In the photographs, an advertisement for women endorses decent but chic western wear through beaming models in fashionable hijabs, a cleric leads the Friday prayers at a mosque in the metropolitan Porto Alegre in the southern strip of Brazil and men in T-shirts and jeans congregate for prayers in a sun-lit room without embellishment. In this way, the images convey a Brazilian acceptance towards all faiths and a willingness to absorb diverging cultures.
Sehrish, a third-year architecture student at NUST’s School for Art and Architecture was surprised to learn that some of Brazil’s architecture relayed Muslim influences.
“We only imagine places that are predominantly Muslim or have a rich historical melee with Islam to have such grand mosques,” she expressed.
According to Ambassador of Brazil Alfredo Leoni, the exhibition aims to change such preconceived notions of Pakistanis, whose exposure to the imagery could help relate the commonalities between Brazil and Pakistan.
The number of Muslims, who are concentrated within the Southeast and Southern regions of the country in the heart of Sao Paulo, Rio de Janeiro, the bordering strips of Paraguay and Argentina as well as Porto Alegre, have risen by 29.1 per cent in the last decade.
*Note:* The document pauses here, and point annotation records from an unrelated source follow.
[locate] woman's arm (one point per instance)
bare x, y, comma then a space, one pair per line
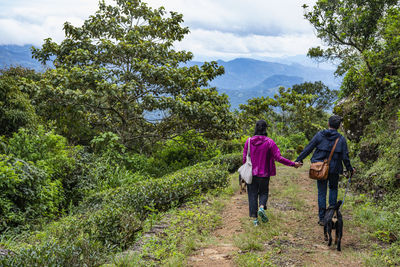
276, 153
309, 148
245, 151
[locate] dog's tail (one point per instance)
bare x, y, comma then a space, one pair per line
338, 204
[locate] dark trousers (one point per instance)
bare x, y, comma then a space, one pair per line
332, 181
257, 192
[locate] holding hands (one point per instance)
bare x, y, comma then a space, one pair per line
298, 164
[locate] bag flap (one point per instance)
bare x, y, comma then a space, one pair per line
317, 166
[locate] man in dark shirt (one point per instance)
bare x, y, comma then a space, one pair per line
323, 143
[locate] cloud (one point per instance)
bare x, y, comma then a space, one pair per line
226, 46
220, 29
256, 17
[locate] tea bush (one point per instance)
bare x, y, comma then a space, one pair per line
26, 193
232, 161
108, 221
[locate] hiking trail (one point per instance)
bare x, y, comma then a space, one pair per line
292, 236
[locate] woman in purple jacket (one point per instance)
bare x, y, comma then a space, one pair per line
263, 154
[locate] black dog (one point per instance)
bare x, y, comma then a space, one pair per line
333, 220
242, 185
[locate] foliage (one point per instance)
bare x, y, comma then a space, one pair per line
301, 109
232, 162
26, 193
51, 153
184, 150
109, 221
182, 231
119, 73
16, 108
363, 35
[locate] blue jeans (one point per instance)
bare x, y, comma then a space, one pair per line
257, 192
332, 181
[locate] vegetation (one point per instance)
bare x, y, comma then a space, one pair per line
121, 130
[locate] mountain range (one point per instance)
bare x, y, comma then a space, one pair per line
244, 78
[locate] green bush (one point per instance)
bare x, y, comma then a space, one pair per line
16, 109
231, 161
26, 193
182, 151
108, 221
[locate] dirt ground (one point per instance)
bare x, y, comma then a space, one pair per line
297, 240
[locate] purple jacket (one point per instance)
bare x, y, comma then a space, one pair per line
263, 154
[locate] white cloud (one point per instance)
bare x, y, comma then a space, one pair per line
220, 29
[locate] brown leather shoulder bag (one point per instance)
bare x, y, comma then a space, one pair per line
319, 170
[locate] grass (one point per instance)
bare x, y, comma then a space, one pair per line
185, 229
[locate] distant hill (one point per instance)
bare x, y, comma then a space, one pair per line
15, 55
247, 78
244, 78
269, 87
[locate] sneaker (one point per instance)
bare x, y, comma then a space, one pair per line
261, 213
255, 222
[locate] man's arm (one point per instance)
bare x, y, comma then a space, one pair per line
308, 149
245, 150
346, 159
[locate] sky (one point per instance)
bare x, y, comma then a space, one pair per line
219, 29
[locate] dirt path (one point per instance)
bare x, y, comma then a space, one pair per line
291, 238
223, 248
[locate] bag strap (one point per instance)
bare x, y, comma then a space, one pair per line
333, 150
248, 147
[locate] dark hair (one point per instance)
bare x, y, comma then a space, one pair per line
261, 128
334, 121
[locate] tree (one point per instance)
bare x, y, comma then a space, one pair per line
348, 28
16, 109
363, 36
119, 72
301, 109
323, 96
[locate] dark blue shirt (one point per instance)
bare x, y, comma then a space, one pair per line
323, 143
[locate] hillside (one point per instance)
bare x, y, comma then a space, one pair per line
15, 55
244, 78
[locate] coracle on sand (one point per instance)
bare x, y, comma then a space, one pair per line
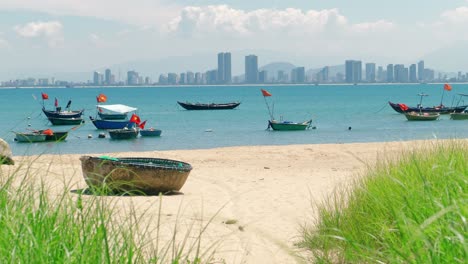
134, 175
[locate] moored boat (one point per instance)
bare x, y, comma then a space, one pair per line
29, 137
150, 132
146, 175
288, 125
208, 106
124, 133
111, 124
415, 116
65, 121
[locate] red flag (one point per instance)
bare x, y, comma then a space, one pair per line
101, 98
135, 119
447, 87
48, 132
265, 92
403, 107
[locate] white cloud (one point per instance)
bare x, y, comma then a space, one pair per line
51, 31
225, 20
457, 16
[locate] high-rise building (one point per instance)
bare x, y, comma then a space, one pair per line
133, 78
251, 69
353, 71
263, 76
421, 71
224, 73
298, 75
370, 72
390, 73
400, 73
107, 77
220, 72
413, 75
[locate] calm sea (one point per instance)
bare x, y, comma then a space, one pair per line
333, 108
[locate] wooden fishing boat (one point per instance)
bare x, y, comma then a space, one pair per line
58, 112
398, 107
283, 125
111, 124
114, 111
208, 106
150, 132
29, 137
134, 175
55, 136
441, 109
65, 121
124, 133
288, 125
415, 116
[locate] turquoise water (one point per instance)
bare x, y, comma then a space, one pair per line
333, 108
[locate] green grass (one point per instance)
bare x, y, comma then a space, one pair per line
412, 210
38, 226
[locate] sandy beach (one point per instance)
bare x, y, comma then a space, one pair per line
255, 198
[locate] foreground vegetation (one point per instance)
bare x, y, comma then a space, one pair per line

A large portion Arabs from Lebanon, Syria and Palestine make up the Muslim population, though historically Brazil’s first Muslims came from Africa.
The photographs are on display at the School of Art, Design and Architecture at NUST in Sector H-12 till November 28 and are a must-see for those curious about Brazil’s diverse heritage.
Published in The Express Tribune, November 22nd, 2013.